Los discípulos vieron la pasión, la muerte y la sepultura el Viernes Santo. Más tarde vieron a Jesús en las diversas apariciones después de la Resurrección. Pero nadie estaba presente en el momento de la Resurrección. Nadie "vio" esta ocasión trascendental. La Resurrección no es ni puede ser objeto de conocimiento científico. La vida de Jesús, en cambio, es objeto de conocimiento histórico y científico. La tumba vacía es el espacio de la fe.
En la cruz, Jesús dijo en agonía: "Padre, Padre, ¿por qué me has abandonado? Luego, unos minutos después, dijo: "Padre, en tus manos encomiendo mi espíritu". No hay ninguna conexión lógica entre estas dos palabras. Entre estos dos momentos hay un hiato.
Este hiato, este espacio de fe, esta tumba vacía, la encontramos en la mañana de cada uno de nuestros días. Hay momentos en la vida en los que sentimos con fuerza la presencia de Dios, situaciones en las que se hace visible su intervención en nuestra vida personal, comunitaria o familiar -o incluso eclesial-. Y todos llegamos, algunos días, a callejones sin salida, a caminos bloqueados, a situaciones que no tienen sentido, es decir, a tumbas vacías. Estas situaciones son para nosotros el espacio de la fe.
Debemos entonces seguir creyendo en la presencia de Dios en nuestras vidas, incluso cuando todo parece desmoronarse, incluso cuando ya no sentimos ningún fervor espiritual, incluso cuando nos comportamos de una manera que no nos gustaría, incluso cuando sabemos que somos pecadores. Sólo entonces, dando el salto de fe sobre la tumba vacía de nuestras expectativas humanas, podremos nacer a la verdadera esperanza. La propia Iglesia atraviesa hoy una crisis que, desde el punto de vista humano, parece poner en duda su propia credibilidad. Este sepulcro vacío es el espacio de fe donde sigue resonando la promesa de Cristo de estar con su Iglesia, a pesar de los pecados de sus miembros, hasta el final de los tiempos. El futuro dependerá evidentemente de nuestra fe en Dios, pero también de nuestra fe en el ser humano, en el hombre creado por Dios a su imagen y semejanza.

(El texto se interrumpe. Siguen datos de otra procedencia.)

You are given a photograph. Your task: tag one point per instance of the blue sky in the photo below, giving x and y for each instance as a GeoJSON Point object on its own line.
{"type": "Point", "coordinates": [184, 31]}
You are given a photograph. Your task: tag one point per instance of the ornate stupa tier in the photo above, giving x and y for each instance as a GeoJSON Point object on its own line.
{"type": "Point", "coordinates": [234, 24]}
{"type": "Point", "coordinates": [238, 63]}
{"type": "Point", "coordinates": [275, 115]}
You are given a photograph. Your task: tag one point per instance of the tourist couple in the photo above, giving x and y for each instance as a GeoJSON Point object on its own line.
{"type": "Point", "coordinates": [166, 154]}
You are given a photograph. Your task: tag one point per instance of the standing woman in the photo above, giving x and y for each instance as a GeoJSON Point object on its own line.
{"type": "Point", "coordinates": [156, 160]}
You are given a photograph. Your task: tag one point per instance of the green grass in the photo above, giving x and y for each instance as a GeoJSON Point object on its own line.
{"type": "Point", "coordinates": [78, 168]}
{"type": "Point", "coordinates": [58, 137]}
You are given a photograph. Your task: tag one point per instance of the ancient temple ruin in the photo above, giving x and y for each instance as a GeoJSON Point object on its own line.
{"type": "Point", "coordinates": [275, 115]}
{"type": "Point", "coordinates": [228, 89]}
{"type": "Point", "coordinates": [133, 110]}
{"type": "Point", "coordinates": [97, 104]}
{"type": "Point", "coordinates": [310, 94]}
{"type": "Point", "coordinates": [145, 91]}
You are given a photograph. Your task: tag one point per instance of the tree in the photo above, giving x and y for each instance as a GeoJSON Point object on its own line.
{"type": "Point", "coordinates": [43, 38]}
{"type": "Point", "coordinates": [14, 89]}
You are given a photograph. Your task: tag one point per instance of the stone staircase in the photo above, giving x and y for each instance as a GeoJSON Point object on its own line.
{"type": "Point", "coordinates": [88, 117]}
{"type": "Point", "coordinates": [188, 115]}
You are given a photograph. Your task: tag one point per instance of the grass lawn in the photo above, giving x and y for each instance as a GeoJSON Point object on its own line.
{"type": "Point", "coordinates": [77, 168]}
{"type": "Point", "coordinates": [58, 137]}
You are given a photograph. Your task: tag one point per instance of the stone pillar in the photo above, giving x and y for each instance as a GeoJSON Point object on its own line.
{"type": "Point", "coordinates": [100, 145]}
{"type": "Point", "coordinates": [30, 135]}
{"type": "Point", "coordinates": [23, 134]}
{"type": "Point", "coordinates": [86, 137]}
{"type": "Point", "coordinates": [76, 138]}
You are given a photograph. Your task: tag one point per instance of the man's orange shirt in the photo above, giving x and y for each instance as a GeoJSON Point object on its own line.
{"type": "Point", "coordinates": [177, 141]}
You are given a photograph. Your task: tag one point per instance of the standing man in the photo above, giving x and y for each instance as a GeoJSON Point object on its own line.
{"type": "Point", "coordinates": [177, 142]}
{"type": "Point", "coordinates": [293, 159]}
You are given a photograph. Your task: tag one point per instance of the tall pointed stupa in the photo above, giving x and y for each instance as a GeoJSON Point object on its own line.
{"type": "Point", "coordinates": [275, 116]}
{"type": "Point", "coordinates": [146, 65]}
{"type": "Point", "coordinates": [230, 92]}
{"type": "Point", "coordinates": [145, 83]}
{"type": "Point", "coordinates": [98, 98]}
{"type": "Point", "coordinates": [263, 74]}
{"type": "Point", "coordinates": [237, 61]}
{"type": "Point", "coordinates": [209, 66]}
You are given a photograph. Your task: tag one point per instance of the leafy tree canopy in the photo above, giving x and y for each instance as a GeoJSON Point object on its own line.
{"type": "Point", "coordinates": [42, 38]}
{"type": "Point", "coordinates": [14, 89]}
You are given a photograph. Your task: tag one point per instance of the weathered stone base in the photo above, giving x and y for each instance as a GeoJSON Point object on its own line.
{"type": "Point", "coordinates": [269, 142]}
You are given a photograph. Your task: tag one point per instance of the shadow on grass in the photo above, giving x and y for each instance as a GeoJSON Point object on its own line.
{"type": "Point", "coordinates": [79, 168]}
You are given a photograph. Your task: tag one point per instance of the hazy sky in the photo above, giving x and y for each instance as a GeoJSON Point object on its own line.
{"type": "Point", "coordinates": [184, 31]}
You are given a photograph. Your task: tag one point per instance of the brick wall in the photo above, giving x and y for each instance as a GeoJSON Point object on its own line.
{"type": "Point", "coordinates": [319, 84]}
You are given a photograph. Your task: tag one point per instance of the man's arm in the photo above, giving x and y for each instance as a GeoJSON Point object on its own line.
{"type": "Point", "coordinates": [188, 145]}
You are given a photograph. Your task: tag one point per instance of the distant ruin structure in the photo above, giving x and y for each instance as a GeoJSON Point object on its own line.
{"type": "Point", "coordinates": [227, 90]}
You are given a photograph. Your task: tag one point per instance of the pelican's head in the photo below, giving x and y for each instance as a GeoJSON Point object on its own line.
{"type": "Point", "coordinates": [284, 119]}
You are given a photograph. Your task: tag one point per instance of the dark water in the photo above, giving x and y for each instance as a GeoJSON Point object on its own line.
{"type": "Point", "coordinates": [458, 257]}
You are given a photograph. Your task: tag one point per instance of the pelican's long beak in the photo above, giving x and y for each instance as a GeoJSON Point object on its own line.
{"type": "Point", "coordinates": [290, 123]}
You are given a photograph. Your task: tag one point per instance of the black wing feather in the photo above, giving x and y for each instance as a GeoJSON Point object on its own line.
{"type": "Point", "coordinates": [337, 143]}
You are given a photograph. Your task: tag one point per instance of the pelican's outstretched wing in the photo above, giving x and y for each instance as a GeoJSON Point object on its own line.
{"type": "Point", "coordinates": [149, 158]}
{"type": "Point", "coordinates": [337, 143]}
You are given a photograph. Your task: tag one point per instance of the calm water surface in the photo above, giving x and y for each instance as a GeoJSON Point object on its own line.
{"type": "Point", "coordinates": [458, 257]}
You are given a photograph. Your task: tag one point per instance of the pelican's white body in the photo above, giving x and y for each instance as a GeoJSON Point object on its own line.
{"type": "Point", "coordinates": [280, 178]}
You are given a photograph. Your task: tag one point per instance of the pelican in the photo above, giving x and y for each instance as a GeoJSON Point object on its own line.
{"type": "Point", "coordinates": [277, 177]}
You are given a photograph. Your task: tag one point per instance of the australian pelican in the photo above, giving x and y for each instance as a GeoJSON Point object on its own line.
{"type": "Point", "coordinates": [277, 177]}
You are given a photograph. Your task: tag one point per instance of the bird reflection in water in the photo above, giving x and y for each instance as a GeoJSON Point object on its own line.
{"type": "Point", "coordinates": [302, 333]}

En la mañana de la Resurrección, Jesús invitó a sus discípulos a reunirse con él en Galilea. Encontrar a Jesús en nuestra Galilea es encontrarlo en nuestra vida cotidiana, incluidas nuestras situaciones de encierro con toda su extrañeza y fugacidad. El encuentro con él en nuestra Galilea presupone que hemos visitado la tumba vacía, que hemos pasado por el espacio vacío de la fe donde hemos enterrado nuestras ambiciones personales. Supone que hemos dejado de caminar según la sabiduría de este mundo para vivir según la locura de las bienaventuranzas. Supone que en algún momento -al menos una vez en nuestra vida- nos hemos lanzado a dar el salto a la otra orilla, dejándolo todo atrás, cortando nuestros puentes y quemando nuestros barcos.
Demos gracias al Señor por habernos dado la fe que nos permite seguir este camino con alegría y confianza.